Lalonde addressed the benefits of the showcase for attendees.
“It’s not just a career fair, it’s more of a career fair plus a celebration of technology. Students or the general public can get information about tech in Guelph – not just career opportunities for tech professionals,” said Lalonde, the marketing coordinator for Guelph tech and design.
Lalonde continued, “It’s nice for students that want to stay in Guelph to know about all these companies exist, and that they’re interested in, either coop or hiring, partnering with students.”
Klotz talked about the purpose of having the career fair on campus.
“It’s a nice opportunity for students. We’re on their home turf, [and] it’s casual so they can just drop by for a half-hour in between classes and meet some companies. They don’t have to go to Waterloo for a career fair.”
Zac Fairchild graduated from the School of Computer Science in 2011 and described his time at Guelph as an undergrad as being, “great, [and] really well done.” He’s now a graduate student at Guelph in subatomic physics, researching the structure of nuclei. Fairchild volunteered at the event to answer attendees’ questions.

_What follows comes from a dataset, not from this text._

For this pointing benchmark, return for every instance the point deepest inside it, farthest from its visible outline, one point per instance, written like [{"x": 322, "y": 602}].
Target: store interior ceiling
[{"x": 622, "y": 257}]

Don McKay graduated from Guelph in 1970 with a B.Sc. in Physics and Mathematics. He spent some time working with Environment Canada, ended up getting his Masters at University of Toronto, and later returned for his PhD at Guelph in 1977. McKay had a long career as a consultant, general manager and professor. Now he’s a councillor for the county of Wellington, and a part time sheep and beef cattle farmer.
“I think it’s great [and] I think they need more of these. Students need to be able to understand what is available and how to go about looking for jobs. It’s a lot different. When I was looking, the opportunities were really great; they’re still good, but now you have to do a lot of work to demonstrate to an organization or company you want to work for, what you’re going to bring to that company and how you can help them out,” Don McKay commented on the showcase.
Jamie McDade, another attendee, graduated from the University of Guelph in 2009 with a bachelor of commuting, and is currently the release manager for Innosphere Systems.
“I think it’s really important, especially for the Guelph community in general. The IT community is really starting to pull up, and so events like this are crucial,” said McDade.